All'alba dell'Unità d'Italia (2)
Quadro politico europeo ed impazienza di Garibaldi.
Nonostante all'alba dell'Unità italiana (1860) il governo non osasse contrapporsi alla Francia di Napoleone III che si era eretta garante dello stato pontificio, Garibaldi continuò ad essere incontrastato protagonista per l'intero decennio che arriverà al 1870 perché Roma divenisse parte integrante del nuovo Regno d'Italia. In questa direzione era sicuramente incoraggiato dalla Gran Bretagna, con cui sempre intrattenne buoni rapporti ed incoraggiamenti.

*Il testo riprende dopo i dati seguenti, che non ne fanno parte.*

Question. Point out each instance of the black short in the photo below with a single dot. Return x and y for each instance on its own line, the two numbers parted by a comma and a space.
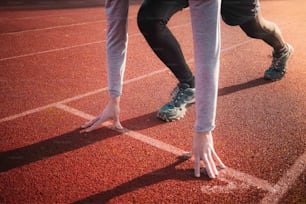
237, 12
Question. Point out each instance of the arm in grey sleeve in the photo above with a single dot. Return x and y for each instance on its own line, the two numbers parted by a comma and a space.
116, 44
206, 35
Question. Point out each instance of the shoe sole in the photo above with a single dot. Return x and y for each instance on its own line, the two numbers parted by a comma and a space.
163, 117
291, 50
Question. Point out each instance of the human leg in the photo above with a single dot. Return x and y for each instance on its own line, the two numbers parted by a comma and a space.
116, 14
153, 17
269, 32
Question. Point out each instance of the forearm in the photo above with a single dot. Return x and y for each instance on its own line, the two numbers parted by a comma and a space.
206, 35
116, 45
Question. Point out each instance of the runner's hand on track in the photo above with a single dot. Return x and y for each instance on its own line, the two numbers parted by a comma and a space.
111, 112
203, 149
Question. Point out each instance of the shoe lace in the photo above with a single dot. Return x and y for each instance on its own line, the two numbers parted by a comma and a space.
176, 94
278, 62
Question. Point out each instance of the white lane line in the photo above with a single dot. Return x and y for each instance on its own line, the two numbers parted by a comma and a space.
245, 178
12, 117
67, 100
148, 140
288, 179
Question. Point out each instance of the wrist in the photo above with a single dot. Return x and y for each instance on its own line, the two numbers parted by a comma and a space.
115, 100
202, 134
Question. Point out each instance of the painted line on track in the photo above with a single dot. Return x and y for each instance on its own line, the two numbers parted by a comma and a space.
247, 179
78, 97
12, 117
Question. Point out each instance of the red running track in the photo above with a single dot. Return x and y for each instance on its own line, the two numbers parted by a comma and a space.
53, 79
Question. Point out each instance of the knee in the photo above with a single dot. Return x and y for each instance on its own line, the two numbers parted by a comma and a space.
147, 23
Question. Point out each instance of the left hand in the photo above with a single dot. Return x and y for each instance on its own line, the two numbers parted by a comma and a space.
203, 149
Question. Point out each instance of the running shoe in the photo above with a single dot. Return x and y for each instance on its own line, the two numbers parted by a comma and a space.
278, 67
182, 97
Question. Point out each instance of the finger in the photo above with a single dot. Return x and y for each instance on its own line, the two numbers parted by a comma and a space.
197, 166
217, 158
208, 167
89, 123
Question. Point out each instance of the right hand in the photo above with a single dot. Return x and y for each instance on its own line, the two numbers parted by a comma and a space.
111, 112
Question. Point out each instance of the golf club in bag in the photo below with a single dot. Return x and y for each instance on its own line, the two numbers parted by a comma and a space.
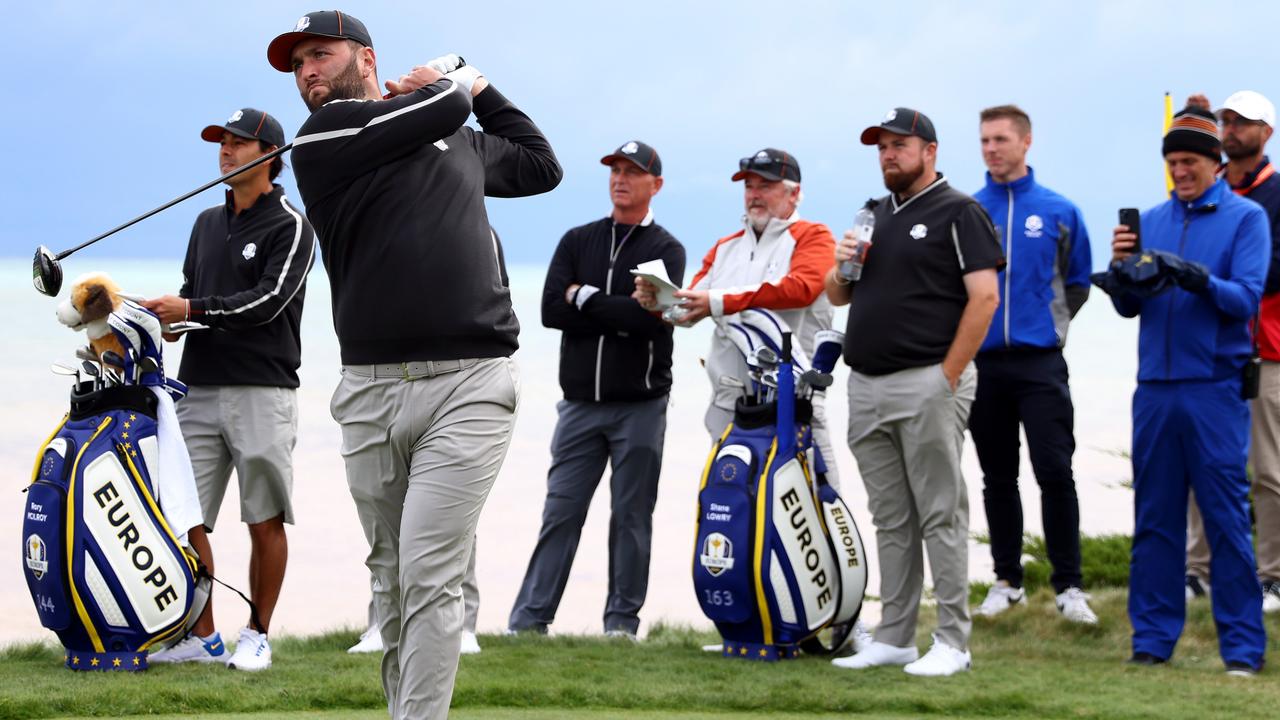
778, 563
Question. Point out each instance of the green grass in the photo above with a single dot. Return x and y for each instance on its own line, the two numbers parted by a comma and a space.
1027, 664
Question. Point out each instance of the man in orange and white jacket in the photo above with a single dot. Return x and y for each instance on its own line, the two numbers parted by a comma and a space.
777, 261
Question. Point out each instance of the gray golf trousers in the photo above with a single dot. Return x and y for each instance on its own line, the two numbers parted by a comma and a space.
423, 443
626, 436
906, 432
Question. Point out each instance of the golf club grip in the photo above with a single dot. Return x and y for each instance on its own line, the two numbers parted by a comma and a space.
243, 168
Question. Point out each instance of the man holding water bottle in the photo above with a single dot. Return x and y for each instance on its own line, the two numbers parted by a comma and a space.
918, 311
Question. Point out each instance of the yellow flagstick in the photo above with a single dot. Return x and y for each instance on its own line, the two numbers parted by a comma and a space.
1169, 122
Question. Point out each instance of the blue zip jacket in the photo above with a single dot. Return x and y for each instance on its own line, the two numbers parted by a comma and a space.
1202, 336
1046, 279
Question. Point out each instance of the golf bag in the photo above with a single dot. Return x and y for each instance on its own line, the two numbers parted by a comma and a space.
778, 563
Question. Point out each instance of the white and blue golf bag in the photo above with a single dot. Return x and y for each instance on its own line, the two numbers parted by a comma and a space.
778, 563
105, 569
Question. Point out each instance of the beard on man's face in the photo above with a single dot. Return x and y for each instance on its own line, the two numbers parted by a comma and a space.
901, 180
346, 85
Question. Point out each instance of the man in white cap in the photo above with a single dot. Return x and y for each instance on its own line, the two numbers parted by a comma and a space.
1248, 119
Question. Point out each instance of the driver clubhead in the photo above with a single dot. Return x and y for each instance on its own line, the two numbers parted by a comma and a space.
46, 273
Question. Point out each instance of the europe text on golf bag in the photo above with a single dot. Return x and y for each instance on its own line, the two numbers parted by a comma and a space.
105, 570
778, 559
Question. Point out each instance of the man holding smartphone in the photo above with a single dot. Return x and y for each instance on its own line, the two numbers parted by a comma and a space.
1191, 424
1247, 119
1022, 373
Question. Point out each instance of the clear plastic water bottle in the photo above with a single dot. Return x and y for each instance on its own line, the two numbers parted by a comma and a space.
864, 224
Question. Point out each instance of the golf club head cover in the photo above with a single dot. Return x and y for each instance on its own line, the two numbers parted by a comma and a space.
138, 331
105, 569
828, 345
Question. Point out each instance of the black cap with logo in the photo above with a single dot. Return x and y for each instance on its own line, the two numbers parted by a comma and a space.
247, 123
903, 121
769, 164
639, 153
321, 23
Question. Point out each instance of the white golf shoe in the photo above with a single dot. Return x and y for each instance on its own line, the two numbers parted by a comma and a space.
1074, 605
252, 651
877, 654
940, 661
1001, 597
470, 645
370, 641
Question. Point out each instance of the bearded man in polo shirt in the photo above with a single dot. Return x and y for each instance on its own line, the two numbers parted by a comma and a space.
917, 318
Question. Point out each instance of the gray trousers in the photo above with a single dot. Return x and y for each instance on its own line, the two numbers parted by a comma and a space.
470, 597
626, 436
906, 432
421, 451
718, 418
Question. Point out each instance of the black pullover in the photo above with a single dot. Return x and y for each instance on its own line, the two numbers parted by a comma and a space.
612, 347
246, 277
396, 191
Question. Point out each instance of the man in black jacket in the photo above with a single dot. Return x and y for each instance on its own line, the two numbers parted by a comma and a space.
245, 277
428, 399
616, 374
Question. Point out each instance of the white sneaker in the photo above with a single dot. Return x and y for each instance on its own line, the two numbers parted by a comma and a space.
1074, 605
252, 651
1271, 597
878, 654
470, 645
941, 660
1001, 597
193, 648
370, 641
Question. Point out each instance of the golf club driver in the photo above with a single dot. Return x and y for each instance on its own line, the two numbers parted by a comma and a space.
46, 270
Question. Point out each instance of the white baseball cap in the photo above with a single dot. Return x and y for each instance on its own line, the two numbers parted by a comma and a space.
1251, 105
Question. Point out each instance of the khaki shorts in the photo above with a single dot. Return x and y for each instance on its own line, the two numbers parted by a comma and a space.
251, 429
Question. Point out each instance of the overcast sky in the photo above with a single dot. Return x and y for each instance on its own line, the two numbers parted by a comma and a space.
108, 99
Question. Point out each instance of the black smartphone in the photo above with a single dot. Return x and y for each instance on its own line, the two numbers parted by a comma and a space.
1132, 218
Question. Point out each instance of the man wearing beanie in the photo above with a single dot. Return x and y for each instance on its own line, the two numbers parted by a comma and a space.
1247, 119
1191, 420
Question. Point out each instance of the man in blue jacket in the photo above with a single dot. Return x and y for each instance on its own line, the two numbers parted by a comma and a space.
1191, 424
1022, 373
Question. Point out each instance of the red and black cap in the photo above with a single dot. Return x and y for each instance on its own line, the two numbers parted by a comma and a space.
769, 164
639, 153
903, 121
247, 123
321, 23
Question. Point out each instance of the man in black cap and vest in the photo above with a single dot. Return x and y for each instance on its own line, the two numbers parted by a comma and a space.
917, 318
428, 399
245, 277
616, 376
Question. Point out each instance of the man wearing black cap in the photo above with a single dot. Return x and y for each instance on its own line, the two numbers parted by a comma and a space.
428, 399
775, 263
917, 318
616, 376
245, 277
1191, 414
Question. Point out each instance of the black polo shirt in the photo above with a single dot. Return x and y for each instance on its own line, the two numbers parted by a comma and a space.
905, 309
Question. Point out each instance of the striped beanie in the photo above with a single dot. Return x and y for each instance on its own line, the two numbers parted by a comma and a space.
1194, 130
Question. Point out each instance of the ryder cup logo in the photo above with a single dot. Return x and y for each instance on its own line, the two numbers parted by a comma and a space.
717, 554
37, 556
1034, 226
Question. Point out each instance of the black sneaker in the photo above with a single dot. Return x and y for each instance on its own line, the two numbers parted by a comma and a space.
1146, 659
1238, 669
1196, 588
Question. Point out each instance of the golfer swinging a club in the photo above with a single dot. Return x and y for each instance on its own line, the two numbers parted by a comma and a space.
396, 188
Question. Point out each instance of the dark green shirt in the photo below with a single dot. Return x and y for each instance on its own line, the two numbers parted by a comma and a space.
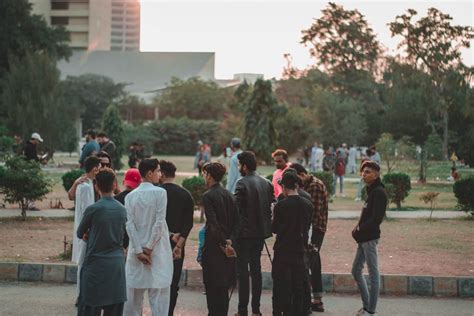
103, 270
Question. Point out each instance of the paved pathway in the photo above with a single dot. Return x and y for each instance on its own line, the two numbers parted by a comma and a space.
49, 299
332, 214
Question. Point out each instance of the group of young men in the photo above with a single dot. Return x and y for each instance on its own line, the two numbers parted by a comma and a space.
157, 217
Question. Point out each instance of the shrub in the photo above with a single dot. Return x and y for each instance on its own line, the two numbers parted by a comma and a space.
327, 178
71, 176
464, 192
398, 186
196, 186
23, 182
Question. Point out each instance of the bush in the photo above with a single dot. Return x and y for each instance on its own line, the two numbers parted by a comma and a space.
398, 186
464, 192
327, 178
71, 176
23, 182
196, 186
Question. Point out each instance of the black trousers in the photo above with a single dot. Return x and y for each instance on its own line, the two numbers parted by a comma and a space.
288, 287
217, 300
177, 269
109, 310
249, 251
315, 267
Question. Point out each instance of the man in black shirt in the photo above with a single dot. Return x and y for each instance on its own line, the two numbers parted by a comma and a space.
291, 222
179, 217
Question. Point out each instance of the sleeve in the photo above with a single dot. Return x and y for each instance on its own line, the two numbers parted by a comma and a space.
231, 176
188, 217
131, 228
378, 212
160, 220
277, 221
213, 227
234, 234
239, 195
85, 224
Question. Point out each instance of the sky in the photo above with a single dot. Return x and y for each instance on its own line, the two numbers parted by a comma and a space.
251, 36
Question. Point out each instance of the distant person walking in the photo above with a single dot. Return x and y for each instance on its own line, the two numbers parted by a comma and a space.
351, 160
254, 196
106, 145
280, 159
367, 235
233, 175
91, 147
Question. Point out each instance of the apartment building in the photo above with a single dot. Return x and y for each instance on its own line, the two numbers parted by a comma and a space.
95, 24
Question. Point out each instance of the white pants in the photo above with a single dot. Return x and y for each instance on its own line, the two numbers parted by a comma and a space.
159, 301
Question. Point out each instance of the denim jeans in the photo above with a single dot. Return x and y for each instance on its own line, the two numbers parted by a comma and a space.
249, 251
341, 183
367, 252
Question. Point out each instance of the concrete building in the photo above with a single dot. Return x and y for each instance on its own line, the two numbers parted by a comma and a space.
95, 24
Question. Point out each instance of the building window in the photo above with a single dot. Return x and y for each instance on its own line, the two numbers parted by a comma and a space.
59, 20
60, 6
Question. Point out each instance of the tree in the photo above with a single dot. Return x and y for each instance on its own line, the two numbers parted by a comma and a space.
22, 33
260, 112
23, 182
434, 45
91, 94
342, 41
113, 126
194, 98
32, 100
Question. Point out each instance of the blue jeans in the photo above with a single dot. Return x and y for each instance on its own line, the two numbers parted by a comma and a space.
367, 252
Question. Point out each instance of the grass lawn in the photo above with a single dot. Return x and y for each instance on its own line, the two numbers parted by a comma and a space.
415, 247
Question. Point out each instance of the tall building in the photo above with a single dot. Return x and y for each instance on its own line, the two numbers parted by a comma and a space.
95, 24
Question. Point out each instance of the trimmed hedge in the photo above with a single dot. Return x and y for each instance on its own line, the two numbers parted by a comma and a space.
71, 176
464, 191
398, 186
196, 186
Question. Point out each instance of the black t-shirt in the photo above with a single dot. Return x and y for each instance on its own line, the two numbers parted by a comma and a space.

Il governo della "nuova ricostituita Unità d'Italia" si barcamenava per intanto in varie difficoltà nel tentativo di non rompere con la Francia, non irrigidirsi troppo con l'Impero austro-ungarico che governava sulle Venezie-Giulie e con la Gran Bretagna che pur di togliere la tutela francese dal neo costituito stato italiano non poneva problema alcuno nel risolvere -in qualsiasi modo- la questione romana.
Nell'aprile 1862 lord Palmerston alla Camera dei Comuni si pronunciò perché venisse a cessare il potere temporale dei papi e Roma fosse assegnata al neo Regno d'Italia. Come a voler essere benevolo il governo inglese proponeva che il papa conservasse però la sovranità su alcuni palazzi, prossimi alla Basilica di San Pietro. Fu questo il tempo in cui quell'idea fu lanciata e poi divenne realtà nel 1929, con i Patti Lateranensi.
Sulla scorta di questi sentimenti internazionali di favore Garibaldi continuerà ad attivarsi sia per la presa di Roma che in favore della terza guerra di indipendenza contro l'Austria. Rifiuterà, in questi frangenti, di assumere il ruolo di generale dell'esercito nordista degli Usa che gli fu proposta da quel governo e che trovò l'immediato consenso di Vittorio Emanuele II, che in realtà si proponeva di distrarlo dalle vicende italiane.